Skip to content

rocks_spool_load_shed_active

Type: Gauge
Labels: path
Set to 1 when this spool's load-shedding gate is latched, 0 otherwise. When set, ingress paths (SMTP, HTTP inject) reject traffic and foreground store/remove operations fail fast rather than stall.

Info

This metric has labels which means that the system will track the metric for each combination of the possible labels that are active. Certain labels, especially those that correlate with source or destination addresses or domains, can have high cardinality. High cardinality metrics may require some care and attention when provisioning a downstream metrics server.

Since: Dev Builds Only

The functionality described in this section requires a dev build of KumoMTA. You can obtain a dev build by following the instructions in the Installation section.

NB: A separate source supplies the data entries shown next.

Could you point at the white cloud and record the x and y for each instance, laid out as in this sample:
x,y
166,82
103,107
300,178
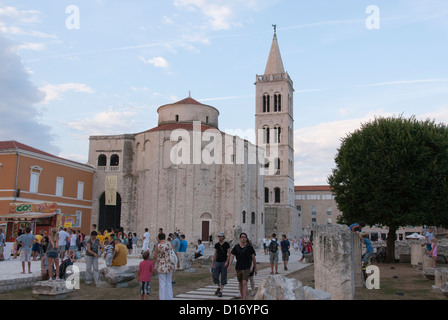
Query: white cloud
x,y
23,16
315,147
18,97
16,22
158,62
30,46
54,92
106,122
219,15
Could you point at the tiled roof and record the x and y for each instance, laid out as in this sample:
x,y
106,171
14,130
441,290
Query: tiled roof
x,y
188,100
312,188
15,145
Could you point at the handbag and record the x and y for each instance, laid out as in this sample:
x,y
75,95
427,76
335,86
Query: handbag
x,y
173,256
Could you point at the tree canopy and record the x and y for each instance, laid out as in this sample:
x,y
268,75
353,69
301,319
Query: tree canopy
x,y
393,172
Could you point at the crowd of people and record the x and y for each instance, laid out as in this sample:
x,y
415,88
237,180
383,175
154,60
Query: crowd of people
x,y
114,245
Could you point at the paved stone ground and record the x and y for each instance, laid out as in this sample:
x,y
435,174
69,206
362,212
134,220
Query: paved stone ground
x,y
231,290
12,279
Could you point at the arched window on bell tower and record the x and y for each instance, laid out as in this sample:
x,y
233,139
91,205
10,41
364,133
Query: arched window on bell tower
x,y
266,102
266,135
277,102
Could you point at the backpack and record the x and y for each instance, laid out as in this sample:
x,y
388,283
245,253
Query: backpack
x,y
63,268
273,246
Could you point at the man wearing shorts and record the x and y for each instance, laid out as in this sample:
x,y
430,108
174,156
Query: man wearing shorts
x,y
245,255
220,262
26,240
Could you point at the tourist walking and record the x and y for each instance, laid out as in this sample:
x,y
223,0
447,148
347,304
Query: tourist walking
x,y
200,250
183,243
146,237
243,252
2,244
220,263
129,243
93,247
365,258
134,243
120,254
62,243
273,254
73,245
428,237
307,249
176,242
145,269
108,251
26,240
295,244
165,267
285,245
251,274
433,252
52,254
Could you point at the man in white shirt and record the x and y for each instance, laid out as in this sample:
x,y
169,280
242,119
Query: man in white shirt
x,y
62,243
146,238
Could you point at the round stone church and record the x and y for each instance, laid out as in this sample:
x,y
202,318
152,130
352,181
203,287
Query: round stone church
x,y
185,174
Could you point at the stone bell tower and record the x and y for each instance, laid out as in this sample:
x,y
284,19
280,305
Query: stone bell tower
x,y
274,124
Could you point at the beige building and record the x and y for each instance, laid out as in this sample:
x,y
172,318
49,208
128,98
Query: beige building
x,y
185,174
316,205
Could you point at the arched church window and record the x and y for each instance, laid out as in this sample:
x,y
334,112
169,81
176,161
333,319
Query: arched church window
x,y
277,134
266,195
277,195
266,135
277,102
102,160
266,102
277,165
114,160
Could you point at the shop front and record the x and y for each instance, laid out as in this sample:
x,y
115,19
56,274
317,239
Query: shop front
x,y
40,217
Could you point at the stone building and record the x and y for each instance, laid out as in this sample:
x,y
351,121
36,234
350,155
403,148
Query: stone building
x,y
317,206
185,174
274,123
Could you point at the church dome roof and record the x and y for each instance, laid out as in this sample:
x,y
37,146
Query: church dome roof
x,y
188,110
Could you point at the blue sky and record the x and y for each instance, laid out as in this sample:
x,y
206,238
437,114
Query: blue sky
x,y
59,84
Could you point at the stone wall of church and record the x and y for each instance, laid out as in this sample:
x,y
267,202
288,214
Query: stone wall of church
x,y
187,197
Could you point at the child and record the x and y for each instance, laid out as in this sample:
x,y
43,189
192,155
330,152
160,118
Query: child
x,y
433,252
108,252
145,269
369,249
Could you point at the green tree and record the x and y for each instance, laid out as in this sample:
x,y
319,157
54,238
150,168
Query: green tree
x,y
393,172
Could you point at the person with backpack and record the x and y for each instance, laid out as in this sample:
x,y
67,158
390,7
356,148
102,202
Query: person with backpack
x,y
245,263
220,262
273,253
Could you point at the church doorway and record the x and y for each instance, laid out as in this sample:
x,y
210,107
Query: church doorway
x,y
109,216
205,230
206,218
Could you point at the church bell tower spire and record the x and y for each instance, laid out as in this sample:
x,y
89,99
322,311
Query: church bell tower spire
x,y
274,125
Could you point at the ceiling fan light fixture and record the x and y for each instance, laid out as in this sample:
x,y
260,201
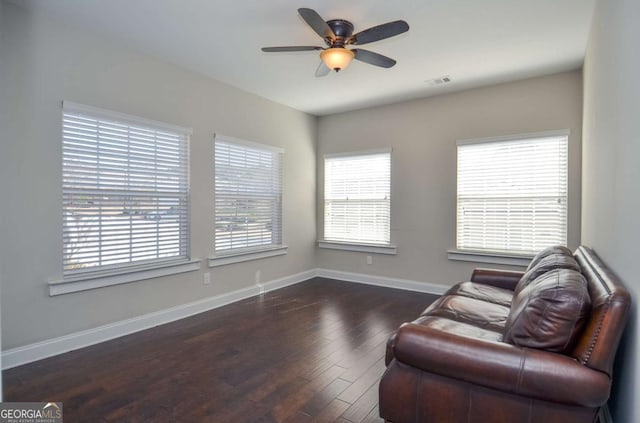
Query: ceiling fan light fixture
x,y
337,58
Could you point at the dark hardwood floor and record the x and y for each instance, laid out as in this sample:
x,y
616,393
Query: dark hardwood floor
x,y
312,352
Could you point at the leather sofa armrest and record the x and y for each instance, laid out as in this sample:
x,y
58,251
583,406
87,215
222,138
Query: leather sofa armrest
x,y
506,279
501,366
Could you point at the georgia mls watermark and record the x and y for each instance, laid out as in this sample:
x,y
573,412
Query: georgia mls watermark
x,y
31,412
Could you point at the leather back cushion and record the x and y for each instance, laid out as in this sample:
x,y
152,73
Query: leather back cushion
x,y
555,249
549,312
545,264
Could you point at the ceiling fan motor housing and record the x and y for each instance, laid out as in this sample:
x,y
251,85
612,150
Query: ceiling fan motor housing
x,y
342,29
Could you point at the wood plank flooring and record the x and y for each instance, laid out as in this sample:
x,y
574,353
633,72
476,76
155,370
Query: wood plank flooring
x,y
312,352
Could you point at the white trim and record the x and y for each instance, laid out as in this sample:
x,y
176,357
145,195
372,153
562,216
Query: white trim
x,y
354,246
37,351
258,146
386,150
490,257
385,281
101,279
240,256
515,137
109,114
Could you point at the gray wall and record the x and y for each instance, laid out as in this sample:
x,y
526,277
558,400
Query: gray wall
x,y
423,136
46,63
2,183
611,171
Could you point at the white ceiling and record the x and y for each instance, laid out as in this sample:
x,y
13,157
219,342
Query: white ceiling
x,y
473,42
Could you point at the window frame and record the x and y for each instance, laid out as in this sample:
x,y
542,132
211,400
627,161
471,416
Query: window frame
x,y
241,254
75,280
507,257
355,244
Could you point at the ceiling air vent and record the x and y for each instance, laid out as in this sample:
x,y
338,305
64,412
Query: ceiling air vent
x,y
438,81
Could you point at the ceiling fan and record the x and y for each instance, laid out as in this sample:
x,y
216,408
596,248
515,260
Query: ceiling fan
x,y
337,34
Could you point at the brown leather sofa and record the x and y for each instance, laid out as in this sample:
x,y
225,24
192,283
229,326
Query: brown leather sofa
x,y
534,346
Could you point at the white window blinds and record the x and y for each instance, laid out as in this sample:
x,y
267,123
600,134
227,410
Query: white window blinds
x,y
357,198
512,194
248,196
125,190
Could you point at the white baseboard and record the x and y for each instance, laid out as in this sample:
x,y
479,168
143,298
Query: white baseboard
x,y
51,347
406,284
37,351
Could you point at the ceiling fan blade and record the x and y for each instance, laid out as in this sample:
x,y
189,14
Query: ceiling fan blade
x,y
322,70
373,58
290,48
316,22
379,32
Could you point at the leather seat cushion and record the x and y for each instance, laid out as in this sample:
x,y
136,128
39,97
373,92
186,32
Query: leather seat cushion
x,y
549,312
482,292
459,328
478,313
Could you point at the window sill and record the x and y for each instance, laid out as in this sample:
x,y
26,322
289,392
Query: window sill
x,y
490,257
98,280
363,248
240,256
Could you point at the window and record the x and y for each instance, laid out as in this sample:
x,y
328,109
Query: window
x,y
125,191
512,193
248,196
357,198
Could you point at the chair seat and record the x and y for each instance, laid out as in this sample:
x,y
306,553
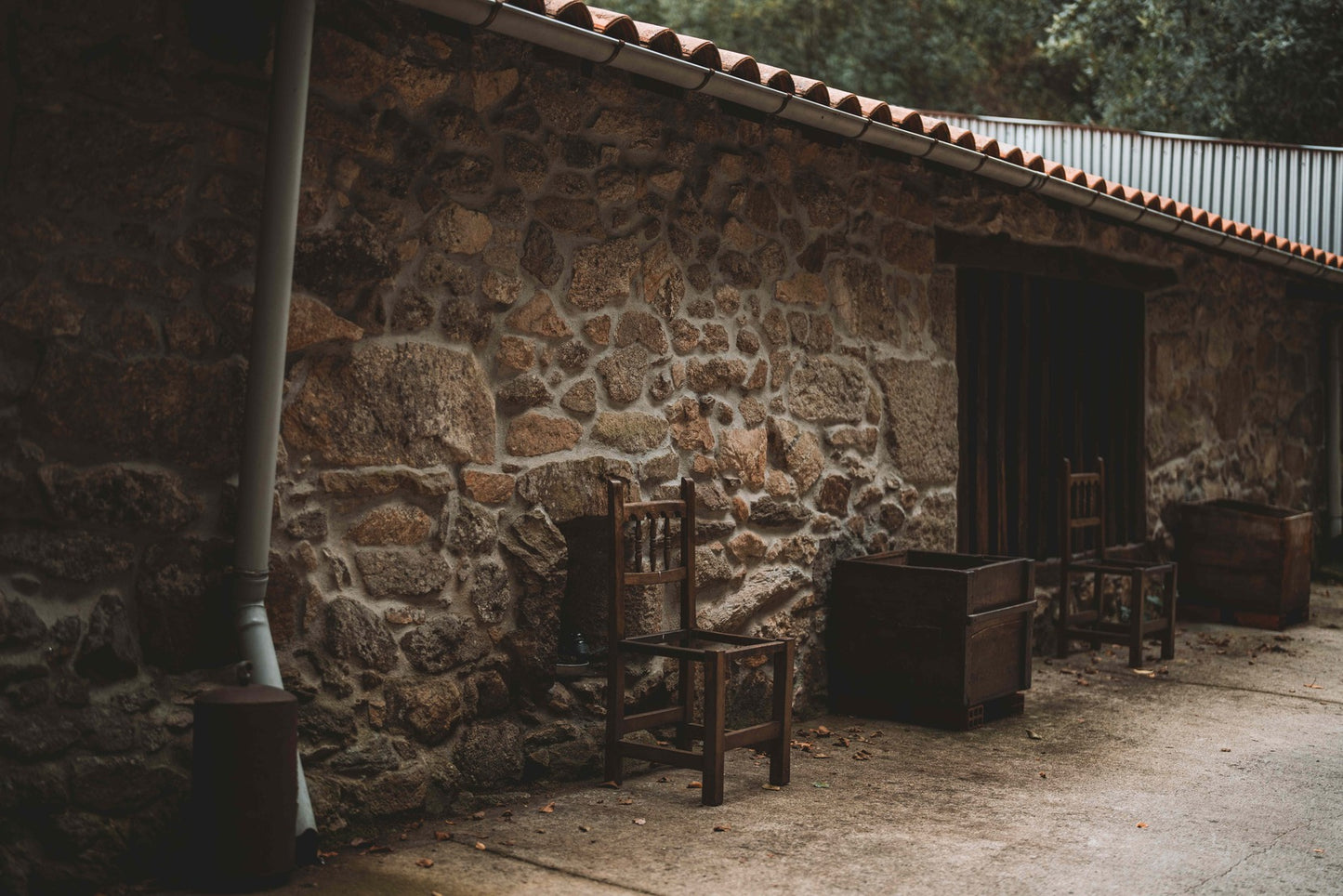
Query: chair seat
x,y
694,644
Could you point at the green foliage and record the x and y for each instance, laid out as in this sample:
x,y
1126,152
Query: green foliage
x,y
1218,67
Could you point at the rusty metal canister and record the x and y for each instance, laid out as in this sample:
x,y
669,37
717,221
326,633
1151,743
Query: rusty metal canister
x,y
244,786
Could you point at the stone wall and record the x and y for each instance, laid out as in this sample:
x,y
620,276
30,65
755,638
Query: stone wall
x,y
515,277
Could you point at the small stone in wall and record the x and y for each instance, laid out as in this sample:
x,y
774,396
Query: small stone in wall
x,y
515,353
633,433
391,573
580,398
835,496
624,374
355,633
392,524
534,434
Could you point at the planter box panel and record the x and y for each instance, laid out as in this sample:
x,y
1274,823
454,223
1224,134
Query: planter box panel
x,y
1248,559
924,634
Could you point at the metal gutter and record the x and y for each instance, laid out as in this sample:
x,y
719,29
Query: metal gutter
x,y
266,364
515,21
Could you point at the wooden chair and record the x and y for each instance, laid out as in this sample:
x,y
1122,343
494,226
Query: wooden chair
x,y
663,537
1083,509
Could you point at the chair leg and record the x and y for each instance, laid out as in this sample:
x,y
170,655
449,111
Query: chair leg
x,y
682,730
715,724
1135,618
1168,634
614,715
1099,600
781,757
1061,648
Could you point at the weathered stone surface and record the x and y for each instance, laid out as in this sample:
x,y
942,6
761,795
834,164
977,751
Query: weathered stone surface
x,y
539,319
69,555
491,593
826,389
163,409
920,402
384,481
488,488
109,651
691,430
413,403
540,257
474,528
311,322
643,329
630,431
332,261
534,434
391,524
491,755
778,515
582,397
426,709
459,230
561,751
527,389
835,496
762,591
715,374
355,633
394,573
183,607
603,273
20,626
570,489
744,452
624,374
443,644
31,738
118,496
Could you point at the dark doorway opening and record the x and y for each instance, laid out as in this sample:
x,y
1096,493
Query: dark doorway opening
x,y
1049,368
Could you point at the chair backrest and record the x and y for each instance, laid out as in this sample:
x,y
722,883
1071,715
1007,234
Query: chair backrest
x,y
652,543
1083,512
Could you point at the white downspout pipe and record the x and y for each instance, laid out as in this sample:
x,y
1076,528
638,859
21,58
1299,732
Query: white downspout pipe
x,y
1331,437
266,367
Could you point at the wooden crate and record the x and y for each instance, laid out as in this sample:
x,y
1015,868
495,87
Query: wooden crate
x,y
1248,561
927,636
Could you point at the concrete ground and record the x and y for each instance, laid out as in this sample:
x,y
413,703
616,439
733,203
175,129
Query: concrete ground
x,y
1217,772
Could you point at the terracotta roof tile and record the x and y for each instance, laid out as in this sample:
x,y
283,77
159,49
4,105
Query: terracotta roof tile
x,y
740,65
573,12
776,78
844,101
704,53
614,24
875,111
936,128
962,138
810,89
700,51
660,39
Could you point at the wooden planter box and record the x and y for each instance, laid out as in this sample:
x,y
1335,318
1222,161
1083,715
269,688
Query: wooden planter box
x,y
1248,561
932,637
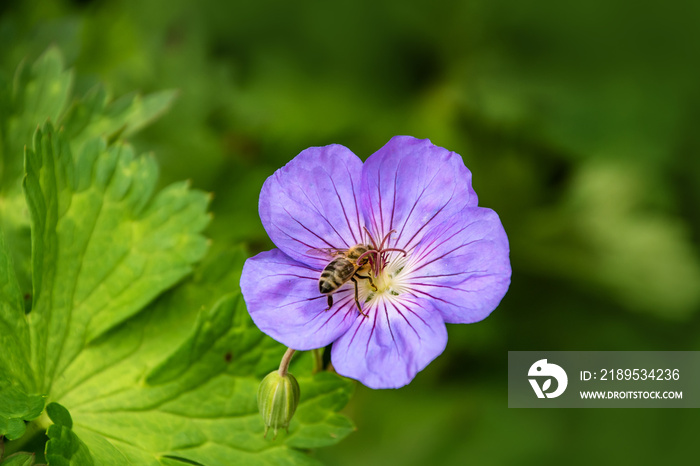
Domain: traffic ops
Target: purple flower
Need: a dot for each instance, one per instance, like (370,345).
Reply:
(443,259)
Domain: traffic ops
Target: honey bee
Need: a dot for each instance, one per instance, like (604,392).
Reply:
(348,265)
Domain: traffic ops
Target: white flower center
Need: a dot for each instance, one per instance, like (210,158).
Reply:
(390,282)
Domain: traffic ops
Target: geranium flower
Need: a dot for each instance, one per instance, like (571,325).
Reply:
(443,259)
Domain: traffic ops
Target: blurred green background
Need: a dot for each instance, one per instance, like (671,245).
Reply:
(579,123)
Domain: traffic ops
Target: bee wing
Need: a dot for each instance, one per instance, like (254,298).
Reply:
(325,253)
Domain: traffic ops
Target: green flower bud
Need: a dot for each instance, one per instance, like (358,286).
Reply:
(278,397)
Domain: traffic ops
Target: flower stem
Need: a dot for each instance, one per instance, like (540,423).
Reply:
(318,360)
(286,359)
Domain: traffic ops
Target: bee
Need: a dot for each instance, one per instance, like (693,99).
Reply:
(348,265)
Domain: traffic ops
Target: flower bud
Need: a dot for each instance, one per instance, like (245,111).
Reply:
(278,397)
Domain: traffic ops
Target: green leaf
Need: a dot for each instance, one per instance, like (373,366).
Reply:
(64,447)
(40,92)
(198,401)
(17,406)
(96,115)
(14,332)
(19,459)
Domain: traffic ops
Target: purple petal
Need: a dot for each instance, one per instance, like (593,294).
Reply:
(409,185)
(463,266)
(283,299)
(396,341)
(312,202)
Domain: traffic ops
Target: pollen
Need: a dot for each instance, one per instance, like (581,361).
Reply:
(390,282)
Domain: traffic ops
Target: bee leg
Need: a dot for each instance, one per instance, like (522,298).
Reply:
(367,277)
(357,298)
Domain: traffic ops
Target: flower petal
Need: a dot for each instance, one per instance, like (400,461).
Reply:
(462,265)
(396,341)
(312,202)
(409,185)
(283,299)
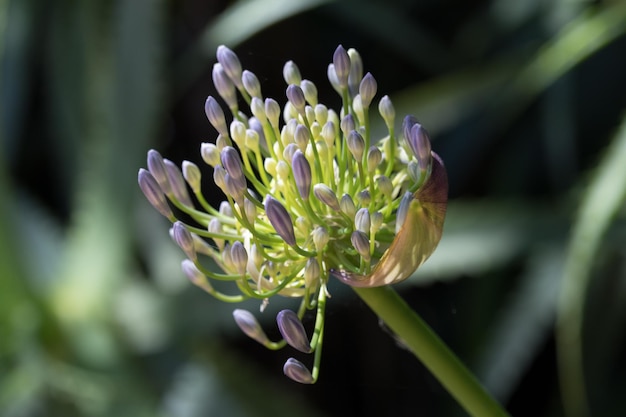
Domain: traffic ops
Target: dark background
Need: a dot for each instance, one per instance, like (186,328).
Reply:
(523,101)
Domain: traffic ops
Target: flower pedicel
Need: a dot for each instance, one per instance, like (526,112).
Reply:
(308,199)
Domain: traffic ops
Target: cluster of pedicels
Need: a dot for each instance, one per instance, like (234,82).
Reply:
(309,195)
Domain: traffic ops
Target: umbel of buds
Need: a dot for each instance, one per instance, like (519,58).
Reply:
(309,194)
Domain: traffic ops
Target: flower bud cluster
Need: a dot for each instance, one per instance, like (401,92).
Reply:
(308,191)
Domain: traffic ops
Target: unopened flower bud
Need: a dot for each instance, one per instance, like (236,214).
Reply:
(215,226)
(310,92)
(183,238)
(210,154)
(231,64)
(280,220)
(374,156)
(302,137)
(384,185)
(257,107)
(291,73)
(420,145)
(367,89)
(356,145)
(232,162)
(272,112)
(192,175)
(177,183)
(347,206)
(251,83)
(362,220)
(341,63)
(387,111)
(250,326)
(215,114)
(239,257)
(296,371)
(158,171)
(302,174)
(312,272)
(296,97)
(224,86)
(153,193)
(292,330)
(361,243)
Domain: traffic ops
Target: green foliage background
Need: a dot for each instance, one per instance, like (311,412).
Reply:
(524,101)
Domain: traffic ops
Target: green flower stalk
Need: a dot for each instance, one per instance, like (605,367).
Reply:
(309,195)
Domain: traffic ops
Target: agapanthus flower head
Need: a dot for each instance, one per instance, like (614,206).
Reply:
(309,195)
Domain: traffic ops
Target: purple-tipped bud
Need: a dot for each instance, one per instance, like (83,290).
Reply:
(347,206)
(177,183)
(312,272)
(215,226)
(239,257)
(296,371)
(326,195)
(310,92)
(367,89)
(328,133)
(356,71)
(219,177)
(210,154)
(292,330)
(387,111)
(385,185)
(361,243)
(158,171)
(321,114)
(356,145)
(251,83)
(291,73)
(347,124)
(272,112)
(192,175)
(153,193)
(302,137)
(257,107)
(332,77)
(231,64)
(374,156)
(232,162)
(215,114)
(364,198)
(341,62)
(296,96)
(224,86)
(420,145)
(250,326)
(183,238)
(280,220)
(362,220)
(302,174)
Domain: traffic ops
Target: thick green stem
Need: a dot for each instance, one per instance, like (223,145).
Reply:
(431,351)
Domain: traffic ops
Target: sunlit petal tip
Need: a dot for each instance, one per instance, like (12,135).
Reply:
(417,237)
(293,331)
(296,370)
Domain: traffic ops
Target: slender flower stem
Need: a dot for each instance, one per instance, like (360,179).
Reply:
(431,350)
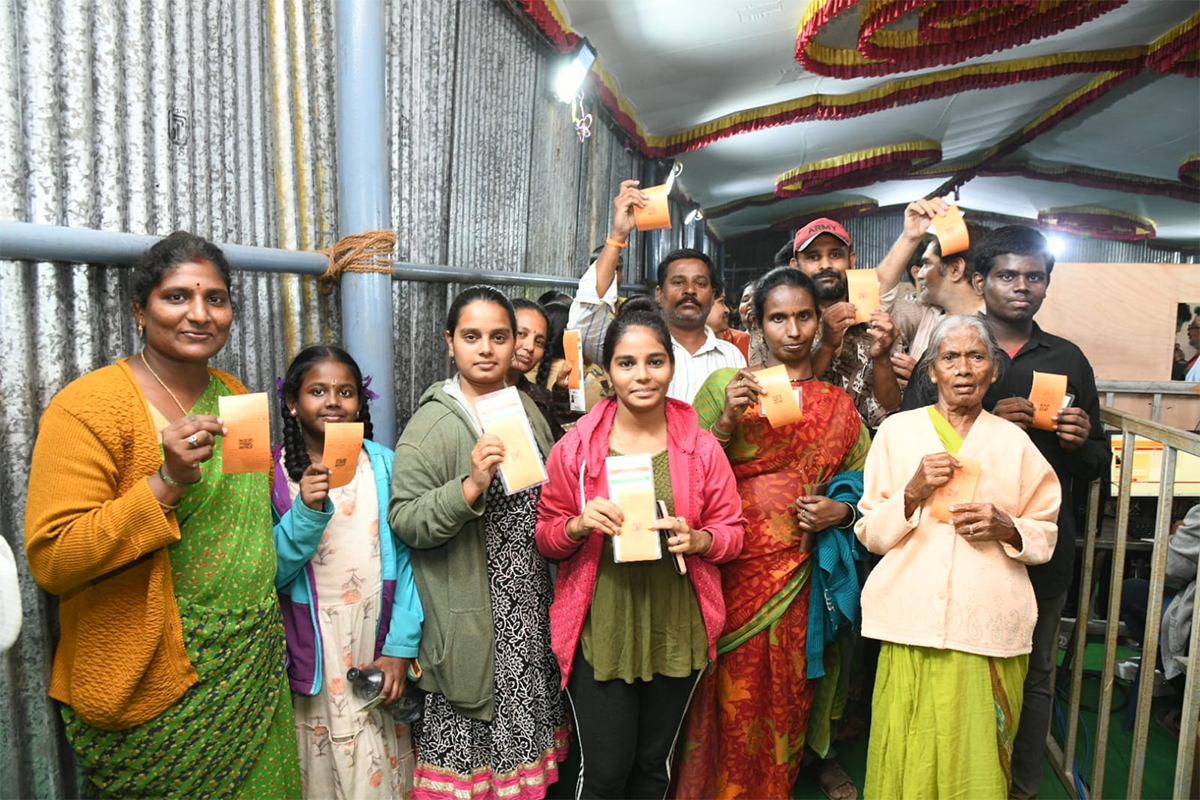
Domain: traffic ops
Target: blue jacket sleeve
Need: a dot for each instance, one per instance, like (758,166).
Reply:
(405,632)
(297,536)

The gate latches in either of two ways:

  • Immediate: a foreground spool operation (load, store, remove) returns a rocksdb error classified as definitively bad (Corruption or IOError -- e.g. a missing or corrupt SST file discovered during a read). These conditions have no transient interpretation, so the gate latches on the first such observation.
  • Debounced: less specific failure signals -- background-errors has grown since this process started, or foreground operations have returned non-fatal errors -- sustained continuously for the configured error_latch_duration (default 15s). This filters out brief auto-resumed errors.

If allow_error_unlatch is enabled (the default), the gate auto-clears after error_unlatch_duration of observed recovery (default 5 minutes) with no new errors of either class. Otherwise it stays set until the process is restarted.

SREs should treat any sustained non-zero value as an operator-actionable incident; pair this metric with rocks_spool_background_errors to understand why.